Similar jobs with educational opportunities in Georgia include:

  • Agriculture Professor. Teach courses in the agricultural sciences. Includes teachers of agronomy, dairy sciences, and agricultural soil conservation.
  • Architecture Professor. Teach courses in architecture and architectural design, such as architectural environmental design, interior architecture/design, and landscape architecture.
  • Communication Professor. Teach courses in communications, such as organizational communications, public relations, radio/television broadcasting, and journalism.
  • Computer Science Professor. Teach courses in computer science. May specialize in a field of computer science.
  • English Professor. Teach courses in English language and literature, including linguistics and comparative literature.
  • Farm Management Adviser. Advise, instruct, and assist individuals and families engaged in agriculture, agricultural-related processes, or home economics activities. Demonstrate procedures and apply research findings to solve problems; instruct and train in product development, sales, and the utilization of machinery and equipment to promote general welfare. Includes county agricultural agents, feed and farm management advisers, home economists, and extension service advisors.
  • Graduate Research Assistant. Assist department chairperson, faculty members, or other professional staff members in college or university by performing teaching or teaching-related duties, such as teaching lower level courses, developing teaching materials, preparing and giving examinations, and grading examinations or papers. Graduate assistants must be enrolled in a graduate school program. Graduate assistants who primarily perform non-teaching duties, such as laboratory research, should be reported in the occupational category related to the work performed.
  • Law Professor. Teach courses in law.
  • Nursing Professor. Demonstrate and teach patient care in classroom and clinical units to nursing students. Includes both teachers primarily engaged in teaching and those who do a combination of both teaching and research.
  • Physical Education Professor. Teach courses pertaining to recreation, leisure, and fitness studies, including exercise physiology and facilities management.
  • Vocational Instructor. Teach or instruct vocational or occupational subjects at the postsecondary level (but at less than the baccalaureate) to students who have graduated or left high school. Includes correspondence school instructors; industrial, commercial and government training instructors; and adult education teachers and instructors who prepare persons to operate industrial machinery and equipment and transportation and communications equipment. Teaching may take place in public or private schools whose primary business is education or in a school associated with an organization whose primary business is other than education.

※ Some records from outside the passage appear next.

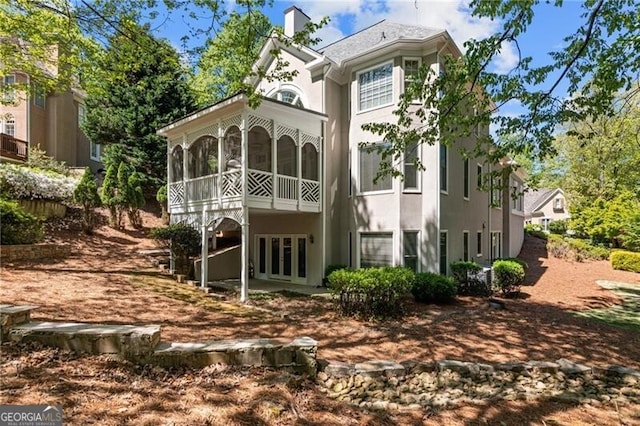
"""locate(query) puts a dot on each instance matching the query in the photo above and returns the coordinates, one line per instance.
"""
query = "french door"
(282, 257)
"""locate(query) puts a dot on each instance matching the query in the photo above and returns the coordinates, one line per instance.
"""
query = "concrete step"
(299, 354)
(12, 315)
(129, 341)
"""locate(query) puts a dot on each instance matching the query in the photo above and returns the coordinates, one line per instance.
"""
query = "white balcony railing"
(260, 185)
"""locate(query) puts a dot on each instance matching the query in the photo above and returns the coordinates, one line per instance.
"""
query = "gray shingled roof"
(382, 33)
(533, 199)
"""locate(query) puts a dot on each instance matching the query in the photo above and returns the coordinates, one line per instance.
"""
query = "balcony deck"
(264, 190)
(12, 148)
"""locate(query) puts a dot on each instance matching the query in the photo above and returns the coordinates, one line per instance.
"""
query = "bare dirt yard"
(107, 281)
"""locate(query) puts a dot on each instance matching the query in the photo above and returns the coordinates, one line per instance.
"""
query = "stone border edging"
(34, 251)
(411, 385)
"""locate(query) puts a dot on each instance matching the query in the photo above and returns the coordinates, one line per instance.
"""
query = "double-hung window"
(8, 91)
(411, 67)
(376, 249)
(375, 87)
(410, 249)
(411, 181)
(370, 160)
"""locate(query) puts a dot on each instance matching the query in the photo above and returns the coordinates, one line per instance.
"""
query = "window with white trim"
(444, 172)
(375, 87)
(10, 127)
(39, 95)
(376, 249)
(444, 245)
(465, 246)
(411, 68)
(370, 160)
(411, 181)
(8, 91)
(410, 250)
(496, 192)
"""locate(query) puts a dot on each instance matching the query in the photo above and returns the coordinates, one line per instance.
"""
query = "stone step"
(299, 354)
(130, 341)
(12, 315)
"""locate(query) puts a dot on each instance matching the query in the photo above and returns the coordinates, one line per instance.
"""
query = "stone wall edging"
(382, 384)
(40, 251)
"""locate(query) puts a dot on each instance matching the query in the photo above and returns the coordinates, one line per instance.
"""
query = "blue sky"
(550, 25)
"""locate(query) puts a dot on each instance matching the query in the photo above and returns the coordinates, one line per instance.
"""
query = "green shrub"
(433, 288)
(468, 279)
(371, 292)
(508, 276)
(558, 227)
(184, 243)
(625, 260)
(535, 231)
(86, 194)
(18, 226)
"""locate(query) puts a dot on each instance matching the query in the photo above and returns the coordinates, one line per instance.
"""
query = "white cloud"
(451, 15)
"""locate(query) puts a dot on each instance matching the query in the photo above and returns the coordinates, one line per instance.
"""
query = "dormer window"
(558, 204)
(375, 87)
(289, 97)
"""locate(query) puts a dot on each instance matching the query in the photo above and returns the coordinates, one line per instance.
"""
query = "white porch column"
(185, 171)
(299, 166)
(274, 164)
(221, 164)
(204, 265)
(244, 260)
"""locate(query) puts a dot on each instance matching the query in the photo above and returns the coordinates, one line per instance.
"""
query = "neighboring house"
(291, 176)
(544, 206)
(51, 121)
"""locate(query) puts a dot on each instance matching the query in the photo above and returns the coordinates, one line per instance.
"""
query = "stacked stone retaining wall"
(414, 385)
(10, 253)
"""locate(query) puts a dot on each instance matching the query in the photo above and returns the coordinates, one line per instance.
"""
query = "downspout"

LOCATION INFORMATION: Georgia

Georgia
Georgia photo by Autiger

Georgia has a population of 9,829,211, which has grown by 20.07% over the past decade. Nicknamed the "Peach State," Georgia's capital and largest city is Atlanta. In 2008, there were a total of 5,571,666 jobs in Georgia. The average annual income was $34,849 in 2008, up from $34,612 the preceding year. The unemployment rate in Georgia was 9.6% in 2009, which has grown by 3.3% since the previous year. Roughly 24.3% of Georgia residents have college degrees, which is higher than the national average.

The top industries in Georgia include motor vehicle vehicle parts merchant wholesalers, automobile motor vehicle merchant wholesalers, and textile product mills. Notable tourist destinations include the Georgia Institute of Technology, the Fernbank Museum of Natural History, and the Herndon Home Museum.